You can change the root folder in the pipeline assets browser. This is useful if you created a pipeline in a folder and you later want to move everything to a different folder. For example, you created the pipeline in a normal folder, and you want to move the source code to a Git folder for version control.

  1. Click the Kebab menu icon. overflow menu for the root folder.
  2. Click Configure new root folder.
  3. Under Pipeline root folder click Folder Icon and choose another folder as the pipeline root folder.
  4. Click Save.

Change pipeline root folder

In the Kebab menu icon. for the root folder, you can also click Rename root folder to rename the folder name. Here, you can also click Move root folder to move the root folder, for example, into a Git folder.
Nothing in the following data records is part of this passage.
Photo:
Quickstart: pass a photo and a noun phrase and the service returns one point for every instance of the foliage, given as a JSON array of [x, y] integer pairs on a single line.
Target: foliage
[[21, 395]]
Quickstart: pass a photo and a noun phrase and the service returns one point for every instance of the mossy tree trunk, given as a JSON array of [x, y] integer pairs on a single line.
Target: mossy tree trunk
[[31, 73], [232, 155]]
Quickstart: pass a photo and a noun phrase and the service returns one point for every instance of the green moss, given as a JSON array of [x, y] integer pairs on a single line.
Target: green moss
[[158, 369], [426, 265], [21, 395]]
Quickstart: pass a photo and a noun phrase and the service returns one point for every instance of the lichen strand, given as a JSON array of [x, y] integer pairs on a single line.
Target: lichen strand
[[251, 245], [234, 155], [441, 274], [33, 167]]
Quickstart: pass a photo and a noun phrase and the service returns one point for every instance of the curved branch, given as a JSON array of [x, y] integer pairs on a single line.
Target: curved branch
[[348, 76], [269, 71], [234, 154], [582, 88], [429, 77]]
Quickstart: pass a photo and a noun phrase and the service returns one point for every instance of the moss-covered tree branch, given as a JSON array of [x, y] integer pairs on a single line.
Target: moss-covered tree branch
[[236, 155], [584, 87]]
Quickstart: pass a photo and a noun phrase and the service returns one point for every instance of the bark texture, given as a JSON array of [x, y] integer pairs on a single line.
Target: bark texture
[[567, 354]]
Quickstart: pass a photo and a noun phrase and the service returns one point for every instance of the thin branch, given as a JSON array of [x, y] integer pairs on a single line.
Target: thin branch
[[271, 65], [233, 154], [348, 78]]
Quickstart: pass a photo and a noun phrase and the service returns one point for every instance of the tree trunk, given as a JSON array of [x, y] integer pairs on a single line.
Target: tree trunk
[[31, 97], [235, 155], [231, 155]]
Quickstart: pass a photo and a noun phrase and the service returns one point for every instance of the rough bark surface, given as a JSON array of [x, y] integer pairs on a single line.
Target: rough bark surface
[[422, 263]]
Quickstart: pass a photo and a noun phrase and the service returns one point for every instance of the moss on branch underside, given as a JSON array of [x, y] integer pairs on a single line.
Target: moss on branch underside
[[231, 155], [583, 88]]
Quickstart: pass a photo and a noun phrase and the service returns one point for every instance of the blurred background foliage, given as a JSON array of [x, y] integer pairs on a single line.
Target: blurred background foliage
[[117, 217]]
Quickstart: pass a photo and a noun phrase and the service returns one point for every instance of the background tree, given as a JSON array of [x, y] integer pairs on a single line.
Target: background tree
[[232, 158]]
You can also change the pipeline root folder in settings:

  1. Click Settings.
  2. Under Code assets click Configure paths.
  3. Click Folder Icon to change the folder under Pipeline root folder.
  4. Click Save.

Note

If you change the pipeline root folder, the file list displayed by the pipeline assets browser will be affected, as the files in the previous root folder will now be shown as external files.

Existing pipeline with no root folder

An existing pipeline created in the default development experience using a single notebook in Lakeflow Declarative Pipelines won't have a root folder configured. Follow these steps to configure the root folder for your existing pipeline:

  1. In the pipeline assets browser, click Configure.
  2. Click Folder Icon to select the root folder under Pipeline root folder.
  3. Click Save.

No pipeline root folder

Default folder structure

When you create a new pipeline, a default folder structure is created. This is the recommended structure for organizing your pipeline source and non-source code files, as described below.

A small number of sample code files are created in this folder structure.

Folder name Recommended ___location for these types of files
<pipeline_root_folder> Root folder that contains all folders and files for your pipeline.
explorations Non-source code files, such as notebooks, queries, and code files used for explorative data analysis.
transformations Source code files, such as Python or SQL code files with table definitions.
utilities Non-source code files with Python modules that can be imported from other code files. If you choose SQL as your language for sample code, this folder will not be created.

You can rename the folder names or change the structure to fit your workflow. To add a new source code folder, follow these steps:

  1. Click Add in the pipeline assets browser.
  2. Click Create pipeline source code folder.
  3. Enter a folder name and click Create.

Source code files

Source code files are part of the pipeline's source code definition. When you run the pipeline, these files are evaluated. Files and folders part of the source code definition have a special icon with a mini Pipeline icon superimposed.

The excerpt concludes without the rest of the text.